Uncertainty in flood forecasts is dominated by errors in the measurements and forecasts of rainfall used as input. Error magnitudes are influenced by raingauge network density (possibly used in combination with weather radar), by rainfall intensity, and by the method of rainfall forecasting employed. An empirical approach to quantifying uncertainty associated with rainfall measurements and forecasts is taken, supported by data from two dense raingauge networks, together with weather radars, in southern Britain. The impact of uncertainty in rainfall on flood forecasts is examined through a comprehensive case study within the Thames basin in the vicinity of London. This study also allows the relative effect of model and catchment on flood forecast uncertainty to be better appreciated. Reliability of flood forecasts is considered in the context of the complexity of region-wide flood forecasting systems and the need to ensure that forecasts are made under all situations, including the possible loss of significant telemetry data. The River Flow Forecasting System's Information Control Algorithm is outlined as a solution to providing reliable forecasts, coping with both complexity and data loss. Risk is considered here in the context of when to issue a flood warning given an uncertain flood forecast.
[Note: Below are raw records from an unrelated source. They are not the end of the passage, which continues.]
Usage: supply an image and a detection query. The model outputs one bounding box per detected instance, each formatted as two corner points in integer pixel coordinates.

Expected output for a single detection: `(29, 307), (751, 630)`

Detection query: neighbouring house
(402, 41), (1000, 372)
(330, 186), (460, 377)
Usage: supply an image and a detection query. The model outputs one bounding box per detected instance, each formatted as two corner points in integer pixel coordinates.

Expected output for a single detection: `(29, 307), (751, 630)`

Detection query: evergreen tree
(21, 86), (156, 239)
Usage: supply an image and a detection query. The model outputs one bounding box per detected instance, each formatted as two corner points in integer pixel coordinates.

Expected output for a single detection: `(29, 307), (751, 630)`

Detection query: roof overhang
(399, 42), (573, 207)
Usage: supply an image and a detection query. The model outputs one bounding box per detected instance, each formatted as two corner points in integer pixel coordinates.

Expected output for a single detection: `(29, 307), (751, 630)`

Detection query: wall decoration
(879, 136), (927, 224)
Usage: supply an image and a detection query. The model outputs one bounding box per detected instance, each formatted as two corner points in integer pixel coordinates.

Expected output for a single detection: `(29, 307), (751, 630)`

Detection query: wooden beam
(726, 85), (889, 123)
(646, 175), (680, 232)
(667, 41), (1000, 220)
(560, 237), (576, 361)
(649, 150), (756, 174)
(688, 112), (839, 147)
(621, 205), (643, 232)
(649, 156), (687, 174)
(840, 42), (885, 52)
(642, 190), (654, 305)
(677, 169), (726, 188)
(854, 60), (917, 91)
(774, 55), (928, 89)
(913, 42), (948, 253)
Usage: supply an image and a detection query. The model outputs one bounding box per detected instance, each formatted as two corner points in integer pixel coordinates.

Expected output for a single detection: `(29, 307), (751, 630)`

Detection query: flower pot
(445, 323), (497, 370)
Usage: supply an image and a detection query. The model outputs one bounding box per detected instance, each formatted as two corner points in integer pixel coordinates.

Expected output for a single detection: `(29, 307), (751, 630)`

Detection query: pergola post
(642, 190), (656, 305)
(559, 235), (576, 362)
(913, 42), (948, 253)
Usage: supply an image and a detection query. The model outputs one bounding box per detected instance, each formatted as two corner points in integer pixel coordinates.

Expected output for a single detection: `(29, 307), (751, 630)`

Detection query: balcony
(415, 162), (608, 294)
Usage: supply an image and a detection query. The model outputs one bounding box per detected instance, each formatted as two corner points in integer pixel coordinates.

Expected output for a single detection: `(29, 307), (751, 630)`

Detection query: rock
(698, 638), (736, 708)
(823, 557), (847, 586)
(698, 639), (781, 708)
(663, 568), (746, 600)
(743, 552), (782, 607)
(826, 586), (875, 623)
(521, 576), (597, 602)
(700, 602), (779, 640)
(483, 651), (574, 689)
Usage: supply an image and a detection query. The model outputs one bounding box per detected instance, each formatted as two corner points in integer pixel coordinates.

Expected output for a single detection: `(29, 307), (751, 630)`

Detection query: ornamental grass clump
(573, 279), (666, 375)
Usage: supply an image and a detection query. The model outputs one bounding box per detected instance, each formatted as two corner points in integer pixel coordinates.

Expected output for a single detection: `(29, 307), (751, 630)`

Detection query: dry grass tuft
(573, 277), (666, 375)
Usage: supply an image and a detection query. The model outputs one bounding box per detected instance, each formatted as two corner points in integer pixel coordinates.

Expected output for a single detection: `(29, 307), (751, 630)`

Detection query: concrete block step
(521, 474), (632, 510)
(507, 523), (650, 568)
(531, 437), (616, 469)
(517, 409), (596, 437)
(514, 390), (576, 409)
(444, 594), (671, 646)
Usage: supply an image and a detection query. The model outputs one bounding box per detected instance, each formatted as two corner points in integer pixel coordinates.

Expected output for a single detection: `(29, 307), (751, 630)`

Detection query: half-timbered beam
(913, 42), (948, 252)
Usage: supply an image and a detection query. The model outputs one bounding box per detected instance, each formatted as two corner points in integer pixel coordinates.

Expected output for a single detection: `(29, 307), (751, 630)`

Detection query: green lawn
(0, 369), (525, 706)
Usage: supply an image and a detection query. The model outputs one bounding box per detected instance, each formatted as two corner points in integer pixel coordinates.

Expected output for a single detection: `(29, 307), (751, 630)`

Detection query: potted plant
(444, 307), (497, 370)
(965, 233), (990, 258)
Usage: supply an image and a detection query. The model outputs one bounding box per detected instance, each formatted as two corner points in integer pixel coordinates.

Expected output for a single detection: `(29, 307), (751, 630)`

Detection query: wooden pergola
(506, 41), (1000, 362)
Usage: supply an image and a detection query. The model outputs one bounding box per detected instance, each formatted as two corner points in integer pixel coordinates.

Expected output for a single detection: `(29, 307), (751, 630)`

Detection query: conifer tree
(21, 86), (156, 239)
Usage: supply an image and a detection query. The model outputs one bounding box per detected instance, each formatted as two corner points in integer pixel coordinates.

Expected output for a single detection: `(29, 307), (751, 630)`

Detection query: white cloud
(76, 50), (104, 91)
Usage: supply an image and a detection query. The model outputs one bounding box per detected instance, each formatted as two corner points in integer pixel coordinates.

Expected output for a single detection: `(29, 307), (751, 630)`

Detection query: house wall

The use of both informal and more formal methods of ensemble forecasting is introduced as a means of quantifying the likelihood of flooding implied by a flood forecast.

INTRODUCTION

Flood forecasting systems function in real-time to transform telemetered field measurements (principally relating to river level and rainfall) and external forecasts (especially of weather) to forecasts of river level and flow, possibly along with settings associated with river control structures and reservoirs.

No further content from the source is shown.